In contrast is the more straightforward Letters 1–8, 2019, a series of eight pairs of ink-on-paper drawings with text: on the left, rewritten letters penned by community activists recount their resistance to exploitative palm oil companies in Central and West Africa, and on the right, ink drawings of palm fronds and branches. The activists speak of a garden where traders brought saplings from Africa to Southeast Asia to start plantations in Malaysia and Indonesia. They discuss how in Africa (and implied in Southeast Asia), generations of enslaved labourers suffer from poverty, malnutrition and the physical toll of the labour itself. Some text—“a lush colonial garden lives between two horrors”—stresses the polarities of human cruelty and natural beauty. Nature as a balm for human despair carries on thematically elsewhere but without didacticism.

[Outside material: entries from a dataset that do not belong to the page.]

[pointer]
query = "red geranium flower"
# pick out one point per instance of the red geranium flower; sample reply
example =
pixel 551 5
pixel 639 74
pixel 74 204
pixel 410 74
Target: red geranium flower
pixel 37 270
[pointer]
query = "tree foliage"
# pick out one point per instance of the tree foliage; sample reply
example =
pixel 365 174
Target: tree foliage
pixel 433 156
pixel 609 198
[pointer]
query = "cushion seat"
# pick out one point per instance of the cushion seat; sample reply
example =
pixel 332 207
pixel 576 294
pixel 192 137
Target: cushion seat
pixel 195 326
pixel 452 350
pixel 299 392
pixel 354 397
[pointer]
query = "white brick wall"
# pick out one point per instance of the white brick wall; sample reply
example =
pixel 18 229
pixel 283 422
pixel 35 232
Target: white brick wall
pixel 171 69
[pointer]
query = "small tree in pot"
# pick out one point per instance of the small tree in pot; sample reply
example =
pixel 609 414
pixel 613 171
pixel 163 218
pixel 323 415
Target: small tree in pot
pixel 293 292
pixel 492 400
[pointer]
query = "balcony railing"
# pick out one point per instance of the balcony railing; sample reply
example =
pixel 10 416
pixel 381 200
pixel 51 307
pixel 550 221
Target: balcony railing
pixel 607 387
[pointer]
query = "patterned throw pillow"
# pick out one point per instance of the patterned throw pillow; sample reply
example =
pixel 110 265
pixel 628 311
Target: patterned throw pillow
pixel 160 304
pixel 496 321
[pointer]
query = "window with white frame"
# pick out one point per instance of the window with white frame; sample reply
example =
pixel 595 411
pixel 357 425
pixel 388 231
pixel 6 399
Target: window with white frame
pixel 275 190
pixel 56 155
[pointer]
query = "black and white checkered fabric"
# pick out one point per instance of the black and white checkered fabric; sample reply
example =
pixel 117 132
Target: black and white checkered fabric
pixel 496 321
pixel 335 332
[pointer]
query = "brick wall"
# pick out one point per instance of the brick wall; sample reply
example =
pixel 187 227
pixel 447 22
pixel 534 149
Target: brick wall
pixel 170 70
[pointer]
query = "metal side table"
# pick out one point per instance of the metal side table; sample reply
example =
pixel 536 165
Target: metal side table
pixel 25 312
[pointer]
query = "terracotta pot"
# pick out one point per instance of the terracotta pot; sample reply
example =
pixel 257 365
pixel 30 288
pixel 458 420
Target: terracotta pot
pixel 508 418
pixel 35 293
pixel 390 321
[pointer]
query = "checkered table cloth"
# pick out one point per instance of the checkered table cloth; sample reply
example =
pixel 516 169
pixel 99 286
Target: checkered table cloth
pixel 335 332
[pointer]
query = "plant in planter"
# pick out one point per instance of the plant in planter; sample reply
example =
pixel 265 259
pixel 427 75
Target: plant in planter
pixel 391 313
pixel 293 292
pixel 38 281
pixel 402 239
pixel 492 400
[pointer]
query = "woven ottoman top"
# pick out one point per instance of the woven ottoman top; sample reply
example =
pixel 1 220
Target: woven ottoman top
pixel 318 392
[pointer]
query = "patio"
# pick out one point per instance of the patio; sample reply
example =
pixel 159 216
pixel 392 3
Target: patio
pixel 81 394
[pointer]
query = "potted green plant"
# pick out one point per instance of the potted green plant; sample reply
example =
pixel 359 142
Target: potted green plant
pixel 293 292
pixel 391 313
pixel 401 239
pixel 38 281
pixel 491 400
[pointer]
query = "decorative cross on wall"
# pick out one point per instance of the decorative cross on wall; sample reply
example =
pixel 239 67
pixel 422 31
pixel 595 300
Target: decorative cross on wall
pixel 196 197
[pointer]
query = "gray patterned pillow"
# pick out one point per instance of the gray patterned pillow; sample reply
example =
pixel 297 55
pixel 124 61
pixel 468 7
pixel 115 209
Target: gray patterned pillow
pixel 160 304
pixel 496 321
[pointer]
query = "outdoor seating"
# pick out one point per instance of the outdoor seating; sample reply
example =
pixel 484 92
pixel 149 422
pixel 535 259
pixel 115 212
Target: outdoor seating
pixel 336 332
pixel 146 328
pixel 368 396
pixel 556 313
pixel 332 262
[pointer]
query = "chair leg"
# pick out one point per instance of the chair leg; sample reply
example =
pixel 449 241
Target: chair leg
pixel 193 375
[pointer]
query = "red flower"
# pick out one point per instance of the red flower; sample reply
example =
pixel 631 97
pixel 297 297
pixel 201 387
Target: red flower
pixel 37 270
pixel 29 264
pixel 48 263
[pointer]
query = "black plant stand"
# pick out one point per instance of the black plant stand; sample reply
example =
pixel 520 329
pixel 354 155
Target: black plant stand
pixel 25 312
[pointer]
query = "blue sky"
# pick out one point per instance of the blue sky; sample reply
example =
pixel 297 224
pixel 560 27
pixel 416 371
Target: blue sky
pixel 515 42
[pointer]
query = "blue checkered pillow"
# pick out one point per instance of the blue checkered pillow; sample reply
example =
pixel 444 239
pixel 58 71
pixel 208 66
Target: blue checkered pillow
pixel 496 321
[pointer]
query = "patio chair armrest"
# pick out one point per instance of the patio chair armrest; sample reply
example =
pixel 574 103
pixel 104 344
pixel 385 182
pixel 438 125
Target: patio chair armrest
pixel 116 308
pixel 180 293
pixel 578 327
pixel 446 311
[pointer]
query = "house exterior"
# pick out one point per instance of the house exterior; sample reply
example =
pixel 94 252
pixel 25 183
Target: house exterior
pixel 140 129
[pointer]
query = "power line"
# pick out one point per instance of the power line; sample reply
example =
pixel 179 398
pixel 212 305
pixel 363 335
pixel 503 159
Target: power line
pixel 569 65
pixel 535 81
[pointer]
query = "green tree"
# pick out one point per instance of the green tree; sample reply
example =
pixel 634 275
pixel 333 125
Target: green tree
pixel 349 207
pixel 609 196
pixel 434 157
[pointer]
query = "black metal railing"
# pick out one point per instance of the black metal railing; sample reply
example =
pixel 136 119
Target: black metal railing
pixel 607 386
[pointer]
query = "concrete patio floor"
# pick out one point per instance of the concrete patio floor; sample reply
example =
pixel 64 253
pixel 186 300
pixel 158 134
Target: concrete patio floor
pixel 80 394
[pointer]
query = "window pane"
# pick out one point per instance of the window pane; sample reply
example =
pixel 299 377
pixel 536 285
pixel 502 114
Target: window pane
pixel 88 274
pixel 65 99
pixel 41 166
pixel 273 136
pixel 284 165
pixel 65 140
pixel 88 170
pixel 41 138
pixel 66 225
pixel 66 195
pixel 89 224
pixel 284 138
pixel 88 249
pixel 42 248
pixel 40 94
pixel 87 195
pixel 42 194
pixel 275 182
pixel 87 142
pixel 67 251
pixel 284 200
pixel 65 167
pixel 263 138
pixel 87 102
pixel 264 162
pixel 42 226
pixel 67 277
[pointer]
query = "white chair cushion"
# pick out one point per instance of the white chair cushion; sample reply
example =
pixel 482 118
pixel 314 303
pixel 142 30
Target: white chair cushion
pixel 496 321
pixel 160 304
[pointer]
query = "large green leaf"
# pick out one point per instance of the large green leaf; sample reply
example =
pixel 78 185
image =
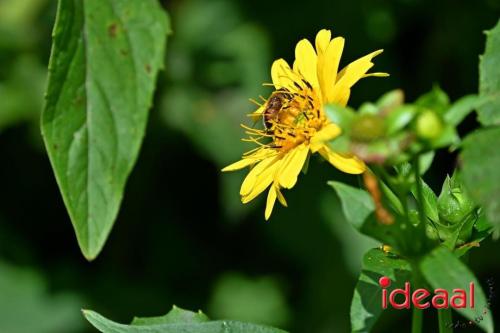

For example, Untitled, 2019, her video projection, reinforces some of the exhibition’s philosophical underpinnings more abstractly by incorporating poetic prose. Her voice-over ruminates on the spiral (an inspiration for the exhibition not elucidated elsewhere), witnessed in nature, as, say, “a rooted blade of grass surrounding itself.” This and other nature references (the video’s visuals show close-ups of palm fronds) mark nature as symbolic of the transcendence of a struggle with despair, or, as the narrator encourages us, “keeping an open heart in face of a broken one.” Language here and elsewhere in “Hold Everything Dear” is a wayfinder for the viewer’s open-ended journey from John Berger’s populist Marxism to a spiritual, if not essentialist, perspective of nature as a source of renewal and hope. ❚
“Hajra Waheed: Hold Everything Dear” by Guest Curator: Nabila Abdel Nabi was exhibited at The Power Plant Contemporary Art Gallery, Toronto, from September 21, 2019, to January 5, 2020.
Earl Miller is an independent art writer and curator based in Toronto.